Slingshot spider mysteries
The researchers traveled six hours by boat from Puerto Maldonado to the Tambopata Research Center. There is no electricity in the area, so nights are very dark.
“We looked up and saw a tiny red dot,” Bhamla says. “We were so far away from the nearest light that the dot turned out to be the planet Mars. We could also see the Milky Way so clearly.”
The intense darkness raises the question of how the spider senses its prey and determines where to aim itself. Bhamla believes it must use an acoustic sensing technique, a theory supported by the way the researchers tricked the spider into launching its web: They simply snapped their fingers.
Beyond sensing in the dark, the researchers also wondered how the spider triggers release of the web. “If an insect gets within range, the spider releases a small bundle of silk that it has created by crawling along the tension line,” Alexander says. “Releasing the bundle controls how far the web flies. Both the spider and web are moving backward.”
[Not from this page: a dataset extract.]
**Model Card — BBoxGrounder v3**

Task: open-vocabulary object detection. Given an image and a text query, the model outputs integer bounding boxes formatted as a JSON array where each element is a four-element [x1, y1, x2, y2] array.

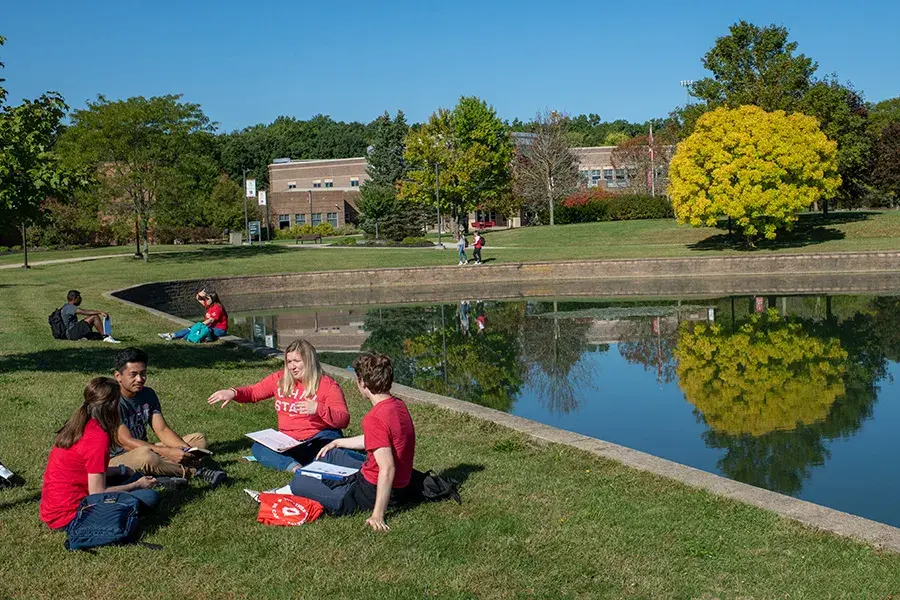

Another mystery is how the spider patiently holds the web while waiting for food to fly by. Alexander and Bhamla estimated that stretching the web requires at least 200 dynes, a tremendous amount of energy for a tiny spider to generate. Holding that for hours could waste a lot of energy.
“Generating 200 dynes would produce tremendous forces on the tiny legs of the spider,” Bhamla says. “If the reward is a mosquito at the end of three hours, is that worth it? We think the spider must be using some kind of trick to lock its muscles like a latch so it doesn’t need to consume energy while waiting for hours.”
Spiders, spiders, everywhere
Beyond curiosity, why travel to Peru to study the creature? “The slingshot spider offers an example of active hunting instead of the passive, wait for an insect to collide into the web strategy, revealing a further new functionality of spider silk,” Bhamla says. “Before this, we hadn’t thought about using silk as a really powerful spring.”
Another unintended benefit is changing attitudes toward spiders. Prior to the study, Alexander admits she had a fear of spiders. Being surrounded by slingshot spiders in the Peruvian jungle – and seeing the amazing things they do—changed that.
“In the rainforest at night, if you shine your flashlight, you quickly see that you are completely surrounded by spiders,” she says. “In my house, we don’t kill spiders anymore. If they happen to be scary and in in the wrong place, we safely move them to another location.”
Alexander and Bhamla had hoped to return to Peru this summer, but those plans were cut short by the coronavirus. They’re eager to continue learning from the spider.
“Nature does a lot of things better than humans can do, and nature has been doing them for much longer,” she says. “Being out in the field gives you a different perspective, not only about what nature is doing, but also why that is necessary.”
The National Science Foundation, the National Geographic Foundation, and the Eckert Postdoctoral Research Fellowship from the Georgia Tech School of Chemical and Biomolecular Engineering supported the work.
Any opinions, findings, and conclusions or recommendations expressed in this material are those of the authors and do not necessarily reflect the views of the funding organizations.